Today I saw someone was stolen from a phishing website because of clicks. I had a similar experience before. I trusted Google too much and thought that Google’s search results should be able to filter this. It turned out that I was wrong. Here’s the summary Here are some ways that I think can be effectively avoided.
Risk of malicious authorization
1. Question the reliability of search results
I always thought that Google's search results would only push some advertisements and would not appear as phishing websites. However, my assets were stolen precisely because I mistakenly clicked on an ad pushed by Google, and this website actually linked to a well-designed phishing website. There, the so-called "authorized login" operation I performed actually gave the website unlimited USDT operation permissions. So be wary of any search results.
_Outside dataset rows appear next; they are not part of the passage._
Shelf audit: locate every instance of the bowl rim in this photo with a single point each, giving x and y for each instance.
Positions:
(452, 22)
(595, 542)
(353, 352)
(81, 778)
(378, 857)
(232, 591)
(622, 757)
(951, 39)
2. Read the authorization content carefully
In many cases, if you accidentally enter a phishing website, the interface you see and the contents of the Metamask wallet that pops up may be tampered with and contain phishing codes. In this case, the safest thing to do is to shut down the site immediately. In a centralized network environment, we are often accustomed to clicking authorization directly without reading the terms. Hackers take advantage of this to steal assets. Therefore, before each click to authorize, be sure to read the authorization information carefully and check the URL. This is the last line of defense to protect assets.
How can we prevent it?
1. Use Brave browser: This browser is designed for Web3 and is more effective than Chrome in blocking phishing websites, while also providing privacy protection and ad blocking. I have also tested the response of Chrome and Brave to phishing websites before. Chrome will directly release them, while Brave can effectively block them. In addition, this browser also has advantages in privacy protection and ad blocking;
Enter the Defi project through DefiLlama: or save the URL of the Defi project you often use. This is an important step for everyone to protect their assets;
2. Read every authorization carefully: Start developing this habit now;
3. Regularly check and revoke unnecessary access permissions: If you often use dapp to participate in smart contracts, it is recommended to regularly check and revoke unnecessary permissions. You can use the method officially recommended by Metamask. Details can be found here.
mnemonic leak
Avoid volunteering sensitive information
Hackers often use various excuses to induce users to reveal their mnemonic phrases or private keys. Under no circumstances should we provide this extremely sensitive information to others.
Store private keys and mnemonic phrases carefully
Although there may be potential vulnerabilities in wallets such as Metamask, the chances of private keys or mnemonic phrases being leaked through these vulnerabilities are relatively low. Some users are worried about forgetting their mnemonic words or private keys and choose to save them in plain text on network drives and other Internet-connected devices. This approach is extremely dangerous. We should make every effort to prevent the mnemonic phrase or private key from being exposed in the network environment.
Decentralized management of assets
Concentrating all assets in one wallet address is extremely risky. Once this address is attacked, it may result in the loss of all Tokens.
How to effectively prevent it?
1. Never reveal your mnemonic phrase or private key: No matter what circumstances you face, never show or provide your mnemonic phrase or private key to others.
Save sensitive information offline: Do not save mnemonic words or private keys on any Internet-connected device. Use a 3-copy distributed offline storage method.
2. Decentralized asset management: Avoid placing all assets in the same wallet address to reduce single point risks.
3. Actively use hardware wallets: Hardware wallets provide a higher level of security and are ideal for managing digital assets.